Why the hell not. I took it out of my jacket and dropped it on the carpet by her.
“Do what you like, Trix. If you really, honestly think I was talking about us, when the whole conversation had been about the job…then fuck it. I’ll get my stuff and find a hotel. And you can do what you like. This is a stupid argument. You’re talking yourself around in circles and I just want to get done with this job that has scared the shit out of me and go back to some semblance of a life. With you, if you can get past the fact that it’s you I care about and not the endless parade of assholes, freaks, and crapsacks I meet every day. Without you, if you really believe my lack of love for the animal-humping community is a good enough reason to throw us away. I’m going out for a walk. You do what you like.”
Chapter 45
I walked for an hour before I realized I no longer remembered what I was so pissed about. By w
hich point I was totally lost and had no idea how to get back to the house.
So I lit up a cigarette (and I knew I was smoking too much), slowed down, and just strolled for a while, to see where the broad sunlit streets led me. Every now and then I stopped at a corner and looked around for a cab, reminding myself each time that I wasn’t in New York and that this wasn’t a civilized city.

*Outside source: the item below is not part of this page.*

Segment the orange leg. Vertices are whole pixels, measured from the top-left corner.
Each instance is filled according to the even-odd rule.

Occasionally, a private car would go by, and I’d see faces pressed to the windows, staring at me like I was an alien. It eventually hit me that I was the only pedestrian I’d seen the whole time I was pounding the sidewalk, and that I stood out like a cheerleader in Riker’s.
I just walked. After a while, houses gave way to low, broad industrial units. I stopped on a corner to light another cigarette, just because I really was in that kind of a mood. It took me a moment to register someone yelling at me. I was about to yell back that smoking was still allowed outdoors when I realized the guy doing the shouting, standing at the entrance to the nearest industrial building, was waving an unlit cigarette. He was stocky, midthirties, glasses, and a Star Wars T-shirt that looked like it’d been printed when the first one came out. He was scratching at his short brown hair like a little monkey that’d been kept in a cage too long. I wandered over.
“Please tell me you’ve got a light,” he said in a strangled voice. “My lighter died and I swear no one in the entire building smokes anymore.”
I flicked my lighter and cupped the flame for him. He sucked at his smoke like a dehydrated kid putting a straw to a lake. None of the smoke came back out of him, as if his body had just absorbed the entire load. “Thanks, man. I was dying. People always said these things would kill me.”
“No problem.”
He stuck out a stubby-fingered hand. “Zack. Zack Pickles.”
“Mike McGill.” I nodded at the building. “This your business?”